Extended Data Fig. 1. Overview of the CellOracle workflow.

Extended Data Fig. 1

(a) Overview of the CellOracle context-dependent GRN model construction method. First, genomic DNA sequence and TF-binding-motif information provide all potential regulatory links to construct a ‘base GRN.’ CellOracle uses scATAC-seq data to identify accessible promoter and enhancer DNA sequences in this step. The DNA sequence of these regulatory elements is scanned for TF-binding motifs, generating a list of potential regulatory connections between a TF and its target genes (left). Next, active connections (described below), dependent on cell state or cell type, are identified from all potential connections in the base GRN. CellOracle builds machine-learning (ML) models for this step that predict the quantitative relationship between the TF and the target gene. The ML model fitting results present the certainty of connection as a distribution, enabling the identification of GRN configurations by removing inactive connections from the base GRN structure. (b—d) Overview of signal propagation simulation.
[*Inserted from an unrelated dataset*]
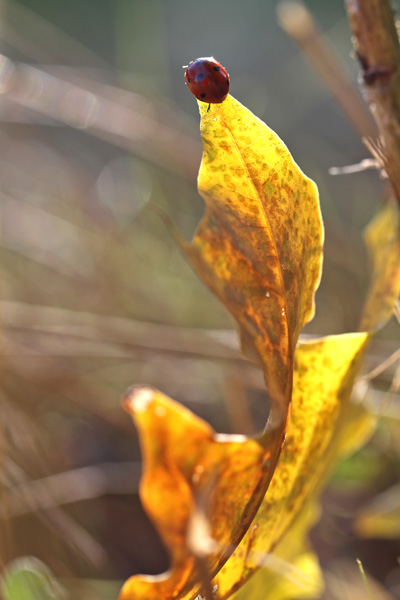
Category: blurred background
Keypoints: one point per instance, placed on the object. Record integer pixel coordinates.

CellOracle leverages an inferred GRN model to simulate how target gene expression changes in response to the changes in regulatory gene expression. (b) The input TF perturbation (shown in yellow) is propagated side-by-side within the network model. (c) Input data and GRN coefficient matrix format used in the signal propagation calculation. (d) Leveraging the linear predictive ML algorithm features, CellOracle uses the GRN model as a function to perform the signal propagation calculation. Iterative matrix multiplication steps enable the estimation of indirect and global downstream effects resulting from the perturbation of a single TF. (e) After signal propagation, the simulated gene expression shift vector is converted into a 2D vector and projected onto the low-dimensional space. Details are described in the Methods.